The nonprofit, owned by the Masonic Health System of Massachusetts, has a facility in Sunderland and West Springfield.

While Wright said she was surprised vaccines weren’t approved for home health care workers before this, she is happy it happened and the staff will be protected after each receives a second dose in a few weeks.

Greenfield Mayor Roxann Wedegartner said the city had vaccinated 480 first responders from across the county by midday Wednesday — the city’s goal is to vaccinate 600 by the end of Friday.

“Currently, there are few issues more acute than vaccine distribution,” Sen. Jo Comerford, D-Northampton, wrote this week in an update from her office. “I’ve heard from constituents who are afraid, angry, confused, anxious — and I get it. The information you’re receiving is complex, changing and incomplete.”

Comerford said she will continue to advocate for her constituents on all issues, including the vaccine. The Biden-Harris Administration has promised an increase in both production and distribution of vaccines as well as requisite funding, which is critical, she continued.

“The full measure of our work at the state level must be to ensure an equitable, rapid rollout,” Comerford said. “My team and I are engaged deeply in this work at the state and regional levels.”

Comerford said experts suggest the state should be administering 30,000 to 40,000 vaccines daily, about five times as many as what’s happening now. She said state COVID-19 case numbers are “ticking up” daily, so there needs to be mass vaccinations sites.

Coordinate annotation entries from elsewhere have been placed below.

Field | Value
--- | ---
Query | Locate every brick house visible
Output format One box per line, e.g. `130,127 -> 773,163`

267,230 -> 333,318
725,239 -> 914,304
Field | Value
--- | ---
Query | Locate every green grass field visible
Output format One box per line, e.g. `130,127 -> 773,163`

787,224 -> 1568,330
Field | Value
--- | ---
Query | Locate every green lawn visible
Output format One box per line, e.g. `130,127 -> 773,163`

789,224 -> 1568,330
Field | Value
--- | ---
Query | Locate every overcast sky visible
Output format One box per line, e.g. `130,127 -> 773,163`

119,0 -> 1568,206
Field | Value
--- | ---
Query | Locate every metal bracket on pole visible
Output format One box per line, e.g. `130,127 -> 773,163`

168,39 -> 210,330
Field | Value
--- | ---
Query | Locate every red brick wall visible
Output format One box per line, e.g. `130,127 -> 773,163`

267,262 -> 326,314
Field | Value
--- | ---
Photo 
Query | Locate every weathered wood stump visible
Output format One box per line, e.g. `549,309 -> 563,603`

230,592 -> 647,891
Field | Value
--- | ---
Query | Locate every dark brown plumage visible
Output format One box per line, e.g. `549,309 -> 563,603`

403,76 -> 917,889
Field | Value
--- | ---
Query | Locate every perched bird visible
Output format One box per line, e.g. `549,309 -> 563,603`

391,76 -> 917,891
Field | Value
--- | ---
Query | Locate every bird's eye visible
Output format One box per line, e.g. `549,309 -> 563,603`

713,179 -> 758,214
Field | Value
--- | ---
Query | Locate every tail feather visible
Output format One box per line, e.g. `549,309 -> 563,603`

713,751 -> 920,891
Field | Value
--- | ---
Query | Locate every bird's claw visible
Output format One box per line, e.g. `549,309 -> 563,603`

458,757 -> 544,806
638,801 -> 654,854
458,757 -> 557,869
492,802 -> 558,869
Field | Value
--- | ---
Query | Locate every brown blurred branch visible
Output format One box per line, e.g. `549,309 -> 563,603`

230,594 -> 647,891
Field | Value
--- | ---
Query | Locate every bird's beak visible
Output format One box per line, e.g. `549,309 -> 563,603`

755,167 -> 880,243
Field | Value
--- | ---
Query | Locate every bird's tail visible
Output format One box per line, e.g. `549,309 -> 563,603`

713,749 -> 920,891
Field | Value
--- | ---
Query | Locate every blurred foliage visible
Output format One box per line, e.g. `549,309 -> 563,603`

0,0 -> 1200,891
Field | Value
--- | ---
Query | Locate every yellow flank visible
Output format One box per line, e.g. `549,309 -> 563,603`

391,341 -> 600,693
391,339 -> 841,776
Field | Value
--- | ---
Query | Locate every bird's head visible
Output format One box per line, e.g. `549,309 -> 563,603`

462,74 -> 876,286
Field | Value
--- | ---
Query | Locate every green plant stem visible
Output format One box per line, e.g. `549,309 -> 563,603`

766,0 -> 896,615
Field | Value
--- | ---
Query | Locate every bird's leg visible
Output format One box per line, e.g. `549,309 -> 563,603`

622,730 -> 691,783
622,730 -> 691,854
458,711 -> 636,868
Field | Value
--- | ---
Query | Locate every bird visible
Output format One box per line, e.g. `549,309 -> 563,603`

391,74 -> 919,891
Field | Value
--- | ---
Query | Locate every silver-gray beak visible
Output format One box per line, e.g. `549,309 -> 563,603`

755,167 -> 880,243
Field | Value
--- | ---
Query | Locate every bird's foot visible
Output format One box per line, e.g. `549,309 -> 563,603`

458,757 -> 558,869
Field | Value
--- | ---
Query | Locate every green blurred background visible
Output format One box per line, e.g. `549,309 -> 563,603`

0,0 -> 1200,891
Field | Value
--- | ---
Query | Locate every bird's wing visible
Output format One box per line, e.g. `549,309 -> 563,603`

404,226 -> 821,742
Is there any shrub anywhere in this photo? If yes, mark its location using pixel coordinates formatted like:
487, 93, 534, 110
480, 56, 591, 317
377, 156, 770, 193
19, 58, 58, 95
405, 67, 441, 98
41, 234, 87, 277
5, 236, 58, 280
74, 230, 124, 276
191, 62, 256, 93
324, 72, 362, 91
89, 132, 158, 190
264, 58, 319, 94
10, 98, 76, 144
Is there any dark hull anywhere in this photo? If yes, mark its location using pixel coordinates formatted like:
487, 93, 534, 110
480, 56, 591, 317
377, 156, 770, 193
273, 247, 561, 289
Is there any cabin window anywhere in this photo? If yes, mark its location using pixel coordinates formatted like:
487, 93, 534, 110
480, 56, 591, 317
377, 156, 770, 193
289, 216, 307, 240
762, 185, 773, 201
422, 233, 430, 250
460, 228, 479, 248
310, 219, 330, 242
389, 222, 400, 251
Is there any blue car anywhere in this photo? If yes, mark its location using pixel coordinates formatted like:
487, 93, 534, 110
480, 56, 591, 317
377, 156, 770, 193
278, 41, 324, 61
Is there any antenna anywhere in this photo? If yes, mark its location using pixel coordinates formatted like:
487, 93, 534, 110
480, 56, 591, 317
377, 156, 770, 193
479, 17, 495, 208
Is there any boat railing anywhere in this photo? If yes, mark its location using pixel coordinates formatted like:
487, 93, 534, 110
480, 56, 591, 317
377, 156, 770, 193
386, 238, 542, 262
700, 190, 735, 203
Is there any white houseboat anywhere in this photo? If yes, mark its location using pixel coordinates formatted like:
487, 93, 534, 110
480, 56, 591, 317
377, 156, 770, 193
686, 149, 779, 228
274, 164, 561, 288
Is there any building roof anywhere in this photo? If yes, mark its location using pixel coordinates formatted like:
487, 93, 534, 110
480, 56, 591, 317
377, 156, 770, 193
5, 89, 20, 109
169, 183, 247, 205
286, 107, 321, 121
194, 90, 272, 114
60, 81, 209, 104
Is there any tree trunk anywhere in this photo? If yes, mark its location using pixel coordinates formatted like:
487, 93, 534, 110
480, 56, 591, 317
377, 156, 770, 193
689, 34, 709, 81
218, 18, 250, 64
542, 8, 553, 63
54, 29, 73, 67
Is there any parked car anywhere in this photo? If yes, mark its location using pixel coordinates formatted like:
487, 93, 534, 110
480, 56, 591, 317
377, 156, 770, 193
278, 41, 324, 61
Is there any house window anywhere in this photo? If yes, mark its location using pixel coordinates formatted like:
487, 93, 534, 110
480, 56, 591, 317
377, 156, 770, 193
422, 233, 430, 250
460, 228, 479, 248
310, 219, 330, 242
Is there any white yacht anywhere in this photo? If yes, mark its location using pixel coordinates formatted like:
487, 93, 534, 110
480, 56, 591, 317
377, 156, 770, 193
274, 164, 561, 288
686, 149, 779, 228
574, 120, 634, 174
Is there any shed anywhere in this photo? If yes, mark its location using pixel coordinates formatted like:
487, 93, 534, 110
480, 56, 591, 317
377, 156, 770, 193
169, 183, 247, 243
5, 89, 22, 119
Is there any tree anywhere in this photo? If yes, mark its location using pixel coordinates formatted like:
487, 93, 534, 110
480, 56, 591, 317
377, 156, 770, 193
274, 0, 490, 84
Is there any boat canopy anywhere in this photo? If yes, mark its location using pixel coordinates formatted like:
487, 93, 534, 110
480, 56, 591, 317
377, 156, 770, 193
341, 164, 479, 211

The state’s phased approach focuses on frontline medical providers and first responders, as well as people at the greatest risk, like those in nursing homes, in Phase 1.

Comerford said some constituents have written with concerns about how Massachusetts compares to other states with its vaccine rollout.

“What’s true is that the Massachusetts plan is more methodical than other states and launched a week later than some of our New England neighbors, making an apples-to-apples comparison more difficult,” she said. “But that aside, all plans need oversight and to be accountable.”

For more information about the vaccine in Massachusetts, visit bit.ly/2Y6IBtT. Contact Comerford at 413-367-4656 or 617-722-1532, or email her at jo.comerford@masenate.gov.


The state’s Stop the Spread COVID-19 testing site at Greenfield Community College will continue testing asymptomatic people until at least March or April. It is a self-testing site that is available by appointment only, so register at bit.ly/3iGlNL1.

Baystate Franklin Medical Center in Greenfield (bit.ly/364knF9) and the Community Health Center of Franklin County, with offices in Greenfield and Orange, (bit.ly/3o99PLc) are testing symptomatic people by appointment.


Baystate Health reported a total of 129 hospitalized within its system because of COVID-19 as of Friday, with 14 people in its critical care unit in Springfield. Five of those hospitalized were at Baystate Franklin in Greenfield.